CDAAC
  Home Page     Current Status     Data Center     Research Tools     Post Process Results     Climate Processing  
  Data Access     Batch Data Downloads     Data Download Interface     FTP Access     File Formats     Documentation     CDAAC Data Users FAQ  

06/13/2009

File Format documentation for CDAAC.

CDAAC data files are documented via a specialized XML format. Files in this format are converted via a perl script to HTML for display on the web. Much of the information to be stored in the XML files is available in other places in the CDAAC system, so there is also a perl script which adds or updates information in the XML files with this CDAAC system information.

All the HTML-ified XML files are accessed from the web via an image map (called pub.png) which shows the organization of file types in the /pub directory hierarchy.

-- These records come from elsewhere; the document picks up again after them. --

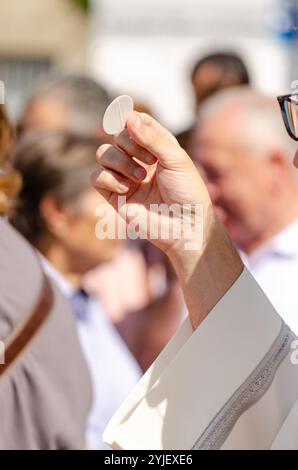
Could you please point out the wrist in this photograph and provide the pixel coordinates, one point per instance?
(206, 274)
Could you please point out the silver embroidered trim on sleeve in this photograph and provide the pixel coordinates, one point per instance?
(247, 394)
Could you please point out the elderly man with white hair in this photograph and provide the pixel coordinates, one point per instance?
(245, 155)
(229, 378)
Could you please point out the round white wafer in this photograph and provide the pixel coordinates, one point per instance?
(116, 114)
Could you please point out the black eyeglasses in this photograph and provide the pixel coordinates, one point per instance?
(289, 108)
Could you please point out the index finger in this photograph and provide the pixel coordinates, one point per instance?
(156, 139)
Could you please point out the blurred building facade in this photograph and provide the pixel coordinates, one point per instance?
(147, 48)
(37, 36)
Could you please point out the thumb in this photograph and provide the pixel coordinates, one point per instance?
(157, 140)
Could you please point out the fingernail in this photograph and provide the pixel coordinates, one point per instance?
(123, 187)
(139, 173)
(137, 121)
(150, 160)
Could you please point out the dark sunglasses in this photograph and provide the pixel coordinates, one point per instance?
(289, 109)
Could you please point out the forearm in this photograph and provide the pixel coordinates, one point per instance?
(207, 274)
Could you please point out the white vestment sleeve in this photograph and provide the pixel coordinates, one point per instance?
(229, 384)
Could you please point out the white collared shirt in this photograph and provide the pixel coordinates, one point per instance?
(275, 267)
(114, 371)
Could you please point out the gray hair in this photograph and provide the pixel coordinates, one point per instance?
(263, 126)
(84, 98)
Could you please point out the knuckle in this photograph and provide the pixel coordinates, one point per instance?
(101, 151)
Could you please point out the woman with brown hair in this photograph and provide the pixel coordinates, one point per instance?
(44, 383)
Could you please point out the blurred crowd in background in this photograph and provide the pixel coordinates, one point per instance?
(124, 295)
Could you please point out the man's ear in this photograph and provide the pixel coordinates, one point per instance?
(280, 167)
(55, 217)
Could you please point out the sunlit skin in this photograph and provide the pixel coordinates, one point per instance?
(251, 185)
(204, 274)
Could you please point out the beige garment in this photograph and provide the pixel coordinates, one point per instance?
(231, 384)
(45, 396)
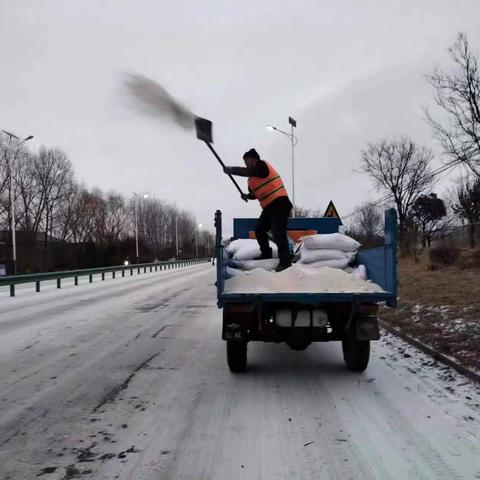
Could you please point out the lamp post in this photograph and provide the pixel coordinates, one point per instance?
(196, 240)
(176, 235)
(294, 140)
(137, 198)
(12, 196)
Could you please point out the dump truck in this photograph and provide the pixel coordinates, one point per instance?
(298, 319)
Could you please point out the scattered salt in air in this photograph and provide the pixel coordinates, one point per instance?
(298, 279)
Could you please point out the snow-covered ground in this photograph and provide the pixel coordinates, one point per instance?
(127, 379)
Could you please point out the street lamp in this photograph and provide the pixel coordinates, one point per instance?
(196, 240)
(12, 197)
(294, 140)
(137, 198)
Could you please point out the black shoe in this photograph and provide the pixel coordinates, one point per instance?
(283, 266)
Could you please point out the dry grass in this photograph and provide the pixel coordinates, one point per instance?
(441, 306)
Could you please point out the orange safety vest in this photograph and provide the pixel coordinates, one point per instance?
(266, 190)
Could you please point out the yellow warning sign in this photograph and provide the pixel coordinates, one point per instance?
(331, 211)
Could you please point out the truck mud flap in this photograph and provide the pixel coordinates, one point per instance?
(236, 322)
(366, 327)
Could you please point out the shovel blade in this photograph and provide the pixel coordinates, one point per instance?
(203, 128)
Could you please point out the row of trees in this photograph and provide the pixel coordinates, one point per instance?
(55, 214)
(402, 171)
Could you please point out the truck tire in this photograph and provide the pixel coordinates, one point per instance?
(237, 355)
(356, 353)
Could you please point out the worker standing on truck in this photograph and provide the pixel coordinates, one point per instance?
(266, 186)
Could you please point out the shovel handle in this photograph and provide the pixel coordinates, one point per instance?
(223, 165)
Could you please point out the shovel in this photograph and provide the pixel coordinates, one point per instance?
(203, 128)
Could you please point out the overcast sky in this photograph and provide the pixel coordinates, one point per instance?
(350, 72)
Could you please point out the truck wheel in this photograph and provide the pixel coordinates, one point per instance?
(237, 355)
(356, 353)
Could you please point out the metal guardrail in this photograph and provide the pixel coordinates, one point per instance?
(36, 278)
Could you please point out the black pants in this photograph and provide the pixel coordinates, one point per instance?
(274, 218)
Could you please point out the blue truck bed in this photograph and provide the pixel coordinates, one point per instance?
(380, 262)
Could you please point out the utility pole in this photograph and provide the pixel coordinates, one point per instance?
(293, 140)
(176, 235)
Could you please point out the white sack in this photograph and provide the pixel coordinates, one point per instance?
(310, 256)
(341, 264)
(334, 241)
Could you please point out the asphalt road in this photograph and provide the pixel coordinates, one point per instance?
(127, 379)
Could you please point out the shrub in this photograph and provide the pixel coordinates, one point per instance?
(470, 259)
(444, 255)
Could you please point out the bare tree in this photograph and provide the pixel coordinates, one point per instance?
(401, 169)
(458, 95)
(468, 205)
(367, 225)
(428, 212)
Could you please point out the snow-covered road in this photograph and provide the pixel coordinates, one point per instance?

The /ops/tools/www/cdaac/fileFormats/ directory contains several file types:

  1. XML files: filetype.xml (eg atmPrf.xml). These files contain descriptions in XML for one CDAAC data file type. These XML files can have the following tags:

    • data_format
      The root element for all files. Contains the 'name' attribute, plus other attributes to describe the name.
    • description
      Contains a text/html description of the data file.
    • global_data
      For netCDF files, introduces the global or attribute section.
    • profile_data
      For netCDF files, introduces the vector or profile data section.
    • ncfield
      For netCDF files. Contained within the global_data or profile_data sections. Has several attributes: desc, name, valid_range, type, missing_value, unit.
    • part
      For binary (such as binex) files. Introduces one section of the binary file. Has attributes name and desc.
    • binfield
      For binary files. Analogous to the ncfield tag. Contains several attributes: desc, name, type, vals, size.
    • multiple
      For binary files. Introduces a repeated section of the file. Contains attributes num and name.
  2. These XML file are processed by perl programs also contained in this directory:

    • extractNetcdfDoc.pl
      This program is an XML to XML filter which takes a basic XML file and adds information to it taken from the netCDF file it documents (for example, atmPrf.xml documents files like atmPrf_CHAM.2001.139.00.10.G05_0031.0002_nc) and from the PubFile database. The information includes naming convention info for the data_format tag and netCDF field info for the ncfield tags.
    • updateMap.pl
      This program generates the image and image map which shows the sample CDAAC /pub hierarchy. These files are pub.png and pub.map.
  3. pub.tar
    This file contains a sample /pub hierarchy which shows how the various file types are organized in the /pub directory. This file is used by the program updateMap.pl to generate the image and image map.

How to add and update data file documentation for CDAAC.

To add documentation for a new file type (say data type foobar), do the following (assuming that the file type already exists in PubFile and there is an example in the /pub area):

  1. First create a foobar.xml file like this:
    <data_format>
    
    <description>
    The 'foobar' file contains foo data in the bar format.
    More text...
    </description>
    
    <ncfield name="foo"/>  
    
    </data_format>
    
    For netCDF file types any ncfield tags you specify will result in documentation being extracted from the netCDF file and added to the xml.
  2. Then run extractNetcdfDoc.pl:
    cd /ops/tools/www/cdaac/fileFormats
    ./extractNetcdfDoc.pl foobar_2003.290.00.34_nc fmission
    
    This will add naming convention info and (if its a netCDF file) documentation info about netCDF fields.
  3. Now add any final edits to foobar.xml. The fileFormats.cgi script already located in the main web area will take care of dynamically rendering html content from the xml file.
  4. In case you want to add the foobar file type to the pub.png image map, try this. First untar the pub.tar file:
    tar -xvf pub.tar
    
    This will extract a directory ./pub in the fileFormats directory.
  5. Now add add a foobar directory in this hierarchy:
    cd ./pub/champ/level1b # (say)
    mkdir foobar
    cd /ops/tools/www/cdaac/fileFormats
    
  6. Now, create a new pub.tar file:
    mv pub.tar pub.tar.bak
    tar -cvf - pub > pub.tar
    
  7. Finally, update the image and image map:
    ./updateMap.pl